Relying on local expertise
Creating a diverse atmosphere means actively involving local staff when gathering information and making decisions, said Kalyan Raman, Nielsen’s Global Buy Chief Technology Officer. Raman recalls trying to get information about a popular detergent used in Africa. It was called Mary’s Soap, but couldn’t be found on store shelves and wasn’t listed under any UPC or barcode. Researchers eventually found that Mary’s Soap was detergent sold in bulk. A woman from the village came to the city, bought soap, divided it into 10 pieces and shared the cost with other families in the village, since no one could afford to buy the whole block of soap independently. Without local insights, Raman said, it would be difficult to understand how to best market products to a culturally different environment.
Insights from local employees were helpful in understanding cultural differences in shampoo-buying habits in India, Raman says. In the U.S., it’s common to purchase bigger bottles of shampoo because it may cost less per ounce. But, for many in India, that big bottle costs too much. Instead, people are more inclined to buy a half-ounce or one ounce, one-time use size, which is more economical.
“There are a billion people in India, “ Raman said. “Even if you sell a good portion of smaller quantities, you’re making a huge impact.”
Understanding how locals buy shampoo or share soap is just the kind of information businesses need to successfully market their products, and it requires ground level leadership to leverage the power of being local, said Young. But that insight can only help a company if the local leaders are included in the organization, understand the mission and know that their participation is encouraged and expected.
The research suggests that being able to create a diverse environment in global markets is critical; that creating a workforce with a wide range of expertise, where all employees contribute, drives performance.
According to a study by the Center for Talent Innovation, diverse companies are more likely to have marketable ideas come to fruition. The Harvard Business Review reported that companies with diverse leaders are more likely to grow market share and capture new markets.
Even more convincing, a McKinsey & Company study of 180 publicly traded companies in France, Germany, the United Kingdom and the United States found that companies with the most diverse executive boards had a return on equity 53 percent higher than companies with the least diverse boards. In addition, the study found that earnings before interest at the most diverse companies were 14 percent higher than the least diverse companies.

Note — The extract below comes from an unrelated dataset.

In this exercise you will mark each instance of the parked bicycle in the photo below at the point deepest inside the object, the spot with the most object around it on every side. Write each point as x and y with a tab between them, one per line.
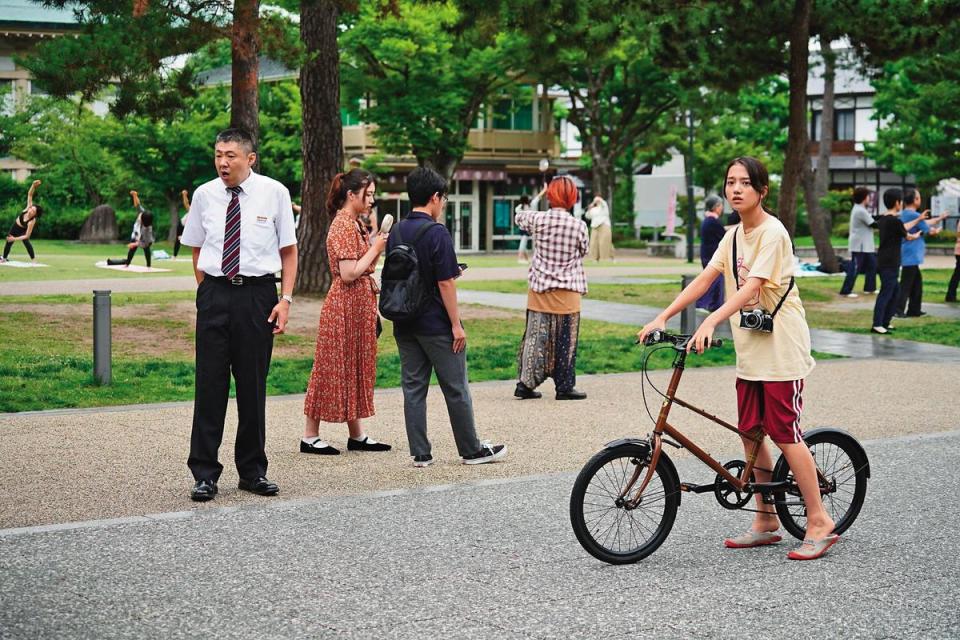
625	499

Today’s global organizations recognize the necessity of creating a workforce that brings a variety of ideas to the table. The diversity that leads to innovative thinking includes not just race and gender, but also such factors as age, native country, language spoken, geographic location, marital status, religion, education, economic status, class, sexual orientation, technological expertise and work experience.
Next Steps in Global Diversity
Although diversity has been discussed for years, the majority of companies have not achieved a truly diverse and inclusive environment. But as people from other countries move to the United States, the workforce here at home is becoming more globally diverse as well. With the Census Bureau projecting that by 2043, the U.S. will become majority-minority, diversity programs, in the traditional sense, may well be a thing of the past.
With an understanding of the nevitability of diversity as well as its inarguable benefits, successful businesses will leverage the wealth of knowledge, perceptions and ideas that come from their vast groups of individual employees.